This project demonstrates a streaming setup from a paginated datasource (e.g. a DB queried page after page) into a kafka topic, via HTTP. The implementation is in scala, using Akka Stream, Akka HTTP and Alpakka.
This can be useful if the input DB and kafka are deployed on different networks, maybe in different companies, and the networking constraints makes usage HTTP mandatory.
The setup is simple:
-
On the DB side:
- a back-pressured HTTP endpoint provides a continuous stream of DB rows, accepting a
fromRowId
query parameter - in order to feed this endpoint, paginated queries get lazily sent to DB (I'm using a mock with a simple hard-coded delay here)

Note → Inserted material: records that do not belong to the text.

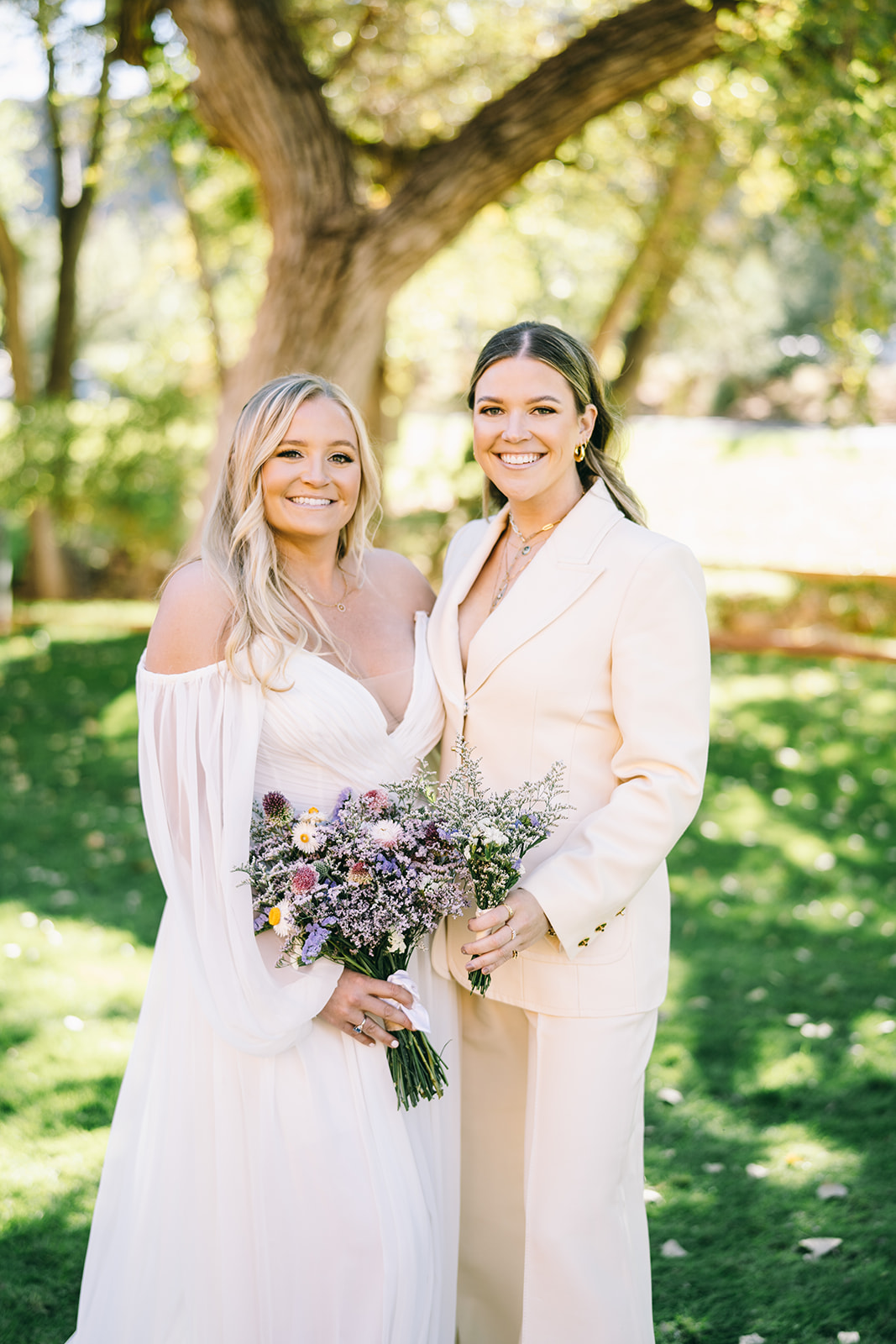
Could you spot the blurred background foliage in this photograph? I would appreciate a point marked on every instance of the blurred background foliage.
(726, 244)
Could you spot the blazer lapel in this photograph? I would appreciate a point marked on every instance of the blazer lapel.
(445, 643)
(559, 575)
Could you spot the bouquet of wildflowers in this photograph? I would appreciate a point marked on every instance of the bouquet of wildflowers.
(493, 831)
(362, 887)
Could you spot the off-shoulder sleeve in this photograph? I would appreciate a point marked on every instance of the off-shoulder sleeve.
(197, 743)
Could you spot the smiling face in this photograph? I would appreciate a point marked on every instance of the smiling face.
(526, 428)
(312, 481)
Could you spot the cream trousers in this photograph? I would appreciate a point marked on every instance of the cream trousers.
(553, 1236)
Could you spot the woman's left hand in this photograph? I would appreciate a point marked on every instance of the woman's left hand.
(515, 925)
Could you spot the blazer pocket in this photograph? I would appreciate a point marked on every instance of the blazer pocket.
(609, 944)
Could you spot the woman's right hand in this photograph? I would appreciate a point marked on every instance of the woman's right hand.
(356, 998)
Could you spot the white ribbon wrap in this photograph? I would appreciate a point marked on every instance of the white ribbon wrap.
(417, 1014)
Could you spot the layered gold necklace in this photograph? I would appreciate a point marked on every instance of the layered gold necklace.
(512, 568)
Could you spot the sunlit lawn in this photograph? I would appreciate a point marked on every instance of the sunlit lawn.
(779, 1032)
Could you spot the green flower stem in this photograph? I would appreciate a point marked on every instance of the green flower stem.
(417, 1068)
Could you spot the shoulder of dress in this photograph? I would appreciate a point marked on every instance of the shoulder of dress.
(401, 575)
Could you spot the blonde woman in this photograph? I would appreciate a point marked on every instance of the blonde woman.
(261, 1186)
(566, 629)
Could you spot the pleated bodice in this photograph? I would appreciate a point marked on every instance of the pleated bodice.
(328, 730)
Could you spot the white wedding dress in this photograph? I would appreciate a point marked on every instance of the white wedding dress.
(261, 1186)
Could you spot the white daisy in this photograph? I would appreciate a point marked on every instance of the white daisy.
(385, 833)
(305, 837)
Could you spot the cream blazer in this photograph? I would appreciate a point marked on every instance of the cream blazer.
(600, 658)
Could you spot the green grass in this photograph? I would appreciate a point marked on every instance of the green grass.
(783, 905)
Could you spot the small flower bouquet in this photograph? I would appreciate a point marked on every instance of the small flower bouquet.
(362, 887)
(493, 831)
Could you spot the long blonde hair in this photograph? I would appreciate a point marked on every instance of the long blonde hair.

- this streaming endpoint emits DB rows as simple strings, bundled as Server Sent Events, as part of one single HTTP connection
- to speed things up, 10 queries are executed concurrently on the DB
- this endpoint has the responsibility to emit rows with strictly increasing
rowId
. The concurrent queries above jeopardise that, and a tentativesort
method has been added (tolerating a maximum "out of orderness").
- a back-pressured HTTP endpoint provides a continuous stream of DB rows, accepting a
-
On the Kafka ingestion side:
- A basic Alpakka SSE source fetches data from the HTTP endpoint above and pushes them to a Kafka topic
- while doing so, a
db.row.id
header is included in every record written to Kafka, keeping track of the DB row id corresponding to each kafka record - Upon a restart, KafkaRowIdReader reads the
db.row.id
header of the latest records in the destination topic to figure out where we left out. We then use that as query parameter
Both sides of the solution can be started and restarted in any order, the communication will simply resume as soon as both are online.
confluent start
kafka-topics --create --zookeeper localhost:2181 --replication-factor 1 --partitions 1 --topic test-topic
sbt "runMain com.svend.demo.web.DbServiceApp"
you can already test the download of data manualy:
curl -X GET 'http://localhost:8080/events?fromRowId=5000' --limit-rate 10K
sbt "runMain com.svend.demo.ingestion.Ingest"
kafkacat \
-b localhost:9092 \
-C -t test-topic \
-o 0 \
-f '\nKey (%K bytes): %k Value (%S bytes): %s Headers: %h\n'